“Is this a technology question?” asks a reader. “Could I use an electronic keyboard to practice on? My roommate also plays. Are there trade-offs I couldn’t live with?”
Yes, sounds like a technology question, to me. Yes, it can work just fine to practice piano on a digital piano (but not all electronic keyboards are digital pianos). I doubt the trade-offs would be such that you can’t live with them.
Calling the differences between digital pianos and acoustic pianos “trade-offs” suggests that there could be some advantages and some disadvantages. The question would be how those balance out.
Another way to look at it is that those are two kinds of pianos, and each has its uses, and they are not entirely interchangeable. That’s about where I stand on the issue. So far I have kept my Baldwin, but I have had electronic keyboards for a long time, and two digital pianos.
There have been digital pianos, some of them excellent, long enough that I am not sure it makes sense to refer to the acoustic kind as “traditional.” Which tradition would that mean? The tall, pre-WWII upright? The uprights produced since then, from three to five feet high? Horizontal pianos called grands, from three to 12 feet long? Those can sound very different from each other, but all would be recognizable as pianos. None of them sound like Beethoven’s piano, though.

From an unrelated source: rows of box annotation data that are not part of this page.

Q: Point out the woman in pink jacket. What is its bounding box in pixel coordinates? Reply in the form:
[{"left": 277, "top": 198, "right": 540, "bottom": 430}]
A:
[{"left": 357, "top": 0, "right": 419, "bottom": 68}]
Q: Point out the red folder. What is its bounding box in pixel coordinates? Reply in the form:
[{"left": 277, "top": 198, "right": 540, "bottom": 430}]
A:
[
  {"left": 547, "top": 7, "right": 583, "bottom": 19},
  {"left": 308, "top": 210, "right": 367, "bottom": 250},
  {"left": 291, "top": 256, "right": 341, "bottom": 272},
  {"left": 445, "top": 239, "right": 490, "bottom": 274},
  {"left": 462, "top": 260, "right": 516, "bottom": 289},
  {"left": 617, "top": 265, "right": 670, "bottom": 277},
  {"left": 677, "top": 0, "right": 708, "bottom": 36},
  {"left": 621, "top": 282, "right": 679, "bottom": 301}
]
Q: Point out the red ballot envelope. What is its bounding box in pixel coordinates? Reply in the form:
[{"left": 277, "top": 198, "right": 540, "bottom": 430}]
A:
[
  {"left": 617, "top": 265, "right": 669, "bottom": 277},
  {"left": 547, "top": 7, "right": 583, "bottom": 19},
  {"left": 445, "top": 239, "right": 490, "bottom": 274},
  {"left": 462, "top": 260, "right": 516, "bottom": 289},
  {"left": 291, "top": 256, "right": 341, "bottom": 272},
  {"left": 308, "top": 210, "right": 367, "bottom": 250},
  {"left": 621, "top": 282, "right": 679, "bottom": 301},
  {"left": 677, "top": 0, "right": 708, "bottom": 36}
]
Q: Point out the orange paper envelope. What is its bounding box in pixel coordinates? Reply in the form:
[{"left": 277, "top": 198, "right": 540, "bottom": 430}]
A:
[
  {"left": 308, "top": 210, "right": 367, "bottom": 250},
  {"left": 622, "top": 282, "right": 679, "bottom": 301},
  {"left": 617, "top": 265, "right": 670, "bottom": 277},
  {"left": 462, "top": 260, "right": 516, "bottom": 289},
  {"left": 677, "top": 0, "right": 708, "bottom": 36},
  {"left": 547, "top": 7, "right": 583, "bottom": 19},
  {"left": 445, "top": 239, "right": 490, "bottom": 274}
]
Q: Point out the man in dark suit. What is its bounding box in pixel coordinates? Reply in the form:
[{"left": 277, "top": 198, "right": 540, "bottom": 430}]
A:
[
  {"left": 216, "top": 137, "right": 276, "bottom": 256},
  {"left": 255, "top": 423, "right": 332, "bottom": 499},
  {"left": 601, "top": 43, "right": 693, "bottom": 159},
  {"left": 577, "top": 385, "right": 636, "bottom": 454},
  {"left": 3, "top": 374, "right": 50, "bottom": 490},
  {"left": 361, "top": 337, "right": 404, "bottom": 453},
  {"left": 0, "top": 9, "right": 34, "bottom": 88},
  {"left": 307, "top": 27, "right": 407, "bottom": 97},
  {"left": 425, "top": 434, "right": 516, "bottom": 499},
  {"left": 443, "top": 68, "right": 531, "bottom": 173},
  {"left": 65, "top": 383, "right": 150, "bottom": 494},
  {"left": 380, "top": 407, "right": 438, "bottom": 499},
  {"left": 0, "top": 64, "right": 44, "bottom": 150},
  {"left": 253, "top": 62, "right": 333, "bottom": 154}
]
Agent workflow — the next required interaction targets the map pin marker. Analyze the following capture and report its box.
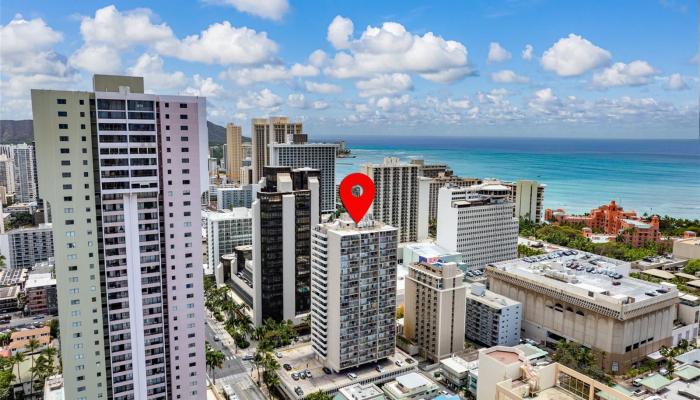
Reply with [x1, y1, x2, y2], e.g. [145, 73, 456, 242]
[339, 172, 375, 224]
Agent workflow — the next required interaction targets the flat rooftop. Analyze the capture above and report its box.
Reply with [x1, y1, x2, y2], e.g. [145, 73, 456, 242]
[278, 342, 418, 398]
[491, 250, 677, 304]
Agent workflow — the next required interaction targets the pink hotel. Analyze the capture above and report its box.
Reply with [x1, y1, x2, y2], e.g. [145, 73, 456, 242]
[32, 75, 207, 400]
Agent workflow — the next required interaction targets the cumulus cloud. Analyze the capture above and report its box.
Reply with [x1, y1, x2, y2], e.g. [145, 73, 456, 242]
[540, 33, 611, 76]
[224, 64, 319, 86]
[592, 60, 657, 88]
[491, 69, 529, 83]
[666, 74, 689, 90]
[182, 74, 224, 97]
[486, 42, 512, 63]
[355, 73, 413, 97]
[69, 45, 122, 74]
[304, 81, 343, 94]
[205, 0, 289, 21]
[236, 88, 283, 110]
[127, 53, 187, 90]
[326, 15, 355, 49]
[324, 16, 472, 82]
[80, 5, 277, 64]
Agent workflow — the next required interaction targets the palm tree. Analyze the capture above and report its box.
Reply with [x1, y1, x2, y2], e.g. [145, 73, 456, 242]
[204, 343, 224, 383]
[24, 338, 41, 394]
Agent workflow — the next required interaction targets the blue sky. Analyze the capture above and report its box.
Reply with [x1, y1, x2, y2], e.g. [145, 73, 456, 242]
[0, 0, 699, 138]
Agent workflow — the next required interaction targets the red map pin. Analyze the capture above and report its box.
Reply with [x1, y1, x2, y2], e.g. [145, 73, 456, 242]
[339, 172, 375, 224]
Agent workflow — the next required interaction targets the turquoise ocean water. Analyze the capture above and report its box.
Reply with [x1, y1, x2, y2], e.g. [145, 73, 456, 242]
[336, 136, 700, 218]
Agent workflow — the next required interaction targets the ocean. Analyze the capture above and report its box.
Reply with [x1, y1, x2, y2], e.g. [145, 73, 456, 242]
[336, 136, 700, 219]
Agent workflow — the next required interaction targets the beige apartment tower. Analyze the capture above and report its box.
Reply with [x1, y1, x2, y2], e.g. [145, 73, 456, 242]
[404, 262, 467, 361]
[250, 117, 306, 183]
[226, 123, 243, 182]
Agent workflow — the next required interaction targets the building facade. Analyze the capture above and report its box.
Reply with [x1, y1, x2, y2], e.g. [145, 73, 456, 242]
[361, 157, 420, 243]
[311, 218, 398, 372]
[269, 142, 338, 213]
[464, 283, 523, 346]
[403, 262, 467, 361]
[437, 185, 518, 269]
[225, 123, 243, 182]
[0, 224, 54, 268]
[250, 117, 306, 183]
[207, 208, 253, 268]
[32, 75, 207, 400]
[253, 167, 321, 325]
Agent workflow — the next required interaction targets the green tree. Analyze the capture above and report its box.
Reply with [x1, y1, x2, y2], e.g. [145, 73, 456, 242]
[204, 343, 224, 383]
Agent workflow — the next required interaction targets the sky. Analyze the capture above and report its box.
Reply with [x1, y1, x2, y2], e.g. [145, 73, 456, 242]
[0, 0, 700, 139]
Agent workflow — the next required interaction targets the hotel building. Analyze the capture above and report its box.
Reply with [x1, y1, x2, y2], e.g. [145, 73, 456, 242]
[361, 157, 420, 243]
[311, 217, 398, 372]
[253, 167, 321, 325]
[403, 262, 467, 361]
[436, 185, 518, 269]
[486, 250, 679, 373]
[32, 75, 207, 400]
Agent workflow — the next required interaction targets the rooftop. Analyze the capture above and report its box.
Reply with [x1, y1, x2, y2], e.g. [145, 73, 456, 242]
[491, 250, 678, 308]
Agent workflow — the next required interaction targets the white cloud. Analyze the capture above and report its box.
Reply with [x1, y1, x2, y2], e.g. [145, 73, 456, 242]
[68, 45, 122, 74]
[155, 21, 277, 65]
[540, 33, 611, 76]
[80, 5, 174, 49]
[80, 5, 277, 64]
[182, 74, 224, 97]
[236, 88, 283, 110]
[304, 81, 343, 94]
[491, 69, 529, 83]
[487, 42, 512, 63]
[324, 17, 471, 82]
[326, 15, 355, 49]
[666, 74, 689, 90]
[592, 60, 657, 88]
[224, 64, 319, 86]
[355, 73, 413, 97]
[127, 53, 187, 90]
[205, 0, 289, 21]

The college student (at least I think it is a dorm room that is mentioned) seems to think getting an electronic keyboard in there wouldn’t be so difficult, but putting an acoustic piano in there could be out of the question. Makes sense to me. But this reader might be picturing the synthe kind of keyboard, which is seen in many settings. I would not recommend most synthes for maintaining or building piano abilities. They don’t feel or sound or operate enough like pianos; but there are a few digital pianos that have some of the characteristics of synthes.
Digital pianos need to have at least 76 keys, but most have 88, the same number as modern acoustic pianos. There are lots of keyboards around that have 61 or fewer keys, but that would be only five octaves plus an extra c, and that is not enough for piano players except in very early stages of piano study.
I would miss the extra 12 keys, if I had a 76-key piano, because I am used to having 88. But then, Beethoven didn’t have 88, or wire (strings) as heavy as that in my Baldwin, or a cast-iron plate or “harp” inside the cabinet, and I think Beethoven still managed very well. It would appear from the sloppy way he wrote ledger lines, Beethoven would not have used a lot of the lowest notes we can play, or the tippy-top ones either.
A digital piano is much lighter, and easier to move around. Not only do movers of digital pianos not risk hernias, but there is no need to call a piano tuner every time a digital piano is moved. I wonder whether those people who diss digital pianos are piano technicians and surgeons!
Many digital pianos available now feel enough like acoustic pianos to allow pianists to maintain their ability to control dynamics, and to use proper phrasing and touch effects. I don’t get a really good manual sostenuto “ring” with my digital piano, though.
Digital pianos classified as “stage pianos” generally lack on-board amps and speakers. The expectation is that they will be used in settings where there are sound systems, and will be connected to amps and speakers. Most other digital pianos have on-board speakers. Digital pianos that come in cabinets resembling short upright pianos in appearance tend to have more on-board sound.
Most digital pianos also have output jacks for headphones or speakers or both.
Concerning touch, most digital pianos being marketed now are designed to simulate the feel of acoustic piano keys. Acoustic piano keys are levers, attached to hammer actions. The fingers overcome the weight of the key mechanisms, and the weight is not uniform from bottom to top of the scale. “Graduated action” in a digital piano indicates that this difference has been simulated. Some have little hammers inside, but they don’t strike anything.
Many digital pianos come with sustain pedals, the pedal on the right, typically used with the right foot; all at least have jacks for sustain pedals, and some “cabinet” models have all three pedals. I don’t like doing without the middle, or sostenuto pedal; but many piano players use one but little—depending on the kind of music they play. The una corda (sometimes called “soft”) is good to have, too, but most of us can live without it.
What most digital pianos can do that acoustic ones can’t is interface with a computer. Those of us who do some composing and arranging and use notation software do like to use MIDI (musical instrument digital interface). We need MIDI in and MIDI out, definitely; and MIDI through is very handy too. There are other interfaces now too.
Many digital pianos can be pitch adjusted up or down enough to match some other instrument. That would be a very tedious undertaking with an acoustic piano! And quite a few digital models can transpose to any desired key. Well, about time people stopped expecting us keyboard instrument players to transpose for everyone else!
Digitals I have played do not provide the tactile feedback (as distinct from touch) I enjoy from good acoustic pianos in good tune. And I miss the shifting, circling “sympathetics”; but some musicians would not.
Yamaha, Casio, Roland, Korg, Roland—lots of good digital pianos out there. I encourage my reader to find one—Musician’s Friend or zzZounds might have a used one or close-out at a masterpiece of a price.